Does the origin sits on the vertex of the vector?

 

[haruspex]

Does the origin sits on the vertex of the vector?

For the purpose of resolving into components, you can take the origin as being in the line of the force.
A force is actually defined by two vectors. One gives you the direction and magnitude of the force, while the other specifies the point of application. For resolving into components, you only need the first; you can take its point of application as being at the origin.
The point of application matters when finding the moment about an axis.

 

[Stenn]

For the purpose of resolving into components, you can take the origin as being in the line of the force.
A force is actually defined by two vectors. One gives you the direction and magnitude of the force, while the other specifies the point of application. For resolving into components, you only need the first; you can take its point of application as being at the origin.
The point of application matters when finding the moment about an axis.

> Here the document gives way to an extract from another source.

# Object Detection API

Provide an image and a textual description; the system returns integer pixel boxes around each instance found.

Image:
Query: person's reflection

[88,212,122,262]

I can't grasp it. What I mean is...
when I resolve for x-y component of a given vector which is the product of Coulomb's law, where do I plot an origin in order to find its angle that is to be used later in resolving x-y components.

I'm sorry, please tell me if you know that you've already answered my question, but I'm not getting your point, so I know when to stop. perhaps...

 

[haruspex]

I can't grasp it. What I mean is...
when I resolve for x-y component of a given vector which is the product of Coulomb's law, where do I plot an origin in order to find its angle that is to be used later in resolving x-y components.

I'm sorry, please tell me if you know that you've already answered my question, but I'm not getting your point, so I know when to stop. perhaps...

Likewise, I cannot understand your difficulty.
In the example in this thread, you can see that the force acts at angle -30°. That is all you need for finding the x and y components. Why do you need an origin?
Please show your working up to the point where you think you need it.

 

[Stenn]

Why do you need an origin?
Please show your working up to the point where you think you need it.

You see the above. There is given -30deg
We all know in a cartesian plane there would be 360 degrees all in all around.
Now, -30 deg from x-axis would be 30 degrees BACKWARDS
Now, I was taught by my professor to ALWAYS START FROM X-AXIS forwards (I think this part is where I get problems)
Now, I think is that I would use cos(340) to get the angle and
resolve x-y components with the angle 340 from x-axis

So, I need origin to imagin cartesian plane on an reevolve around and get the angle of a vector.

PLEASE, If you're getting confused please tell me to stop, well I know I must do in some point from now.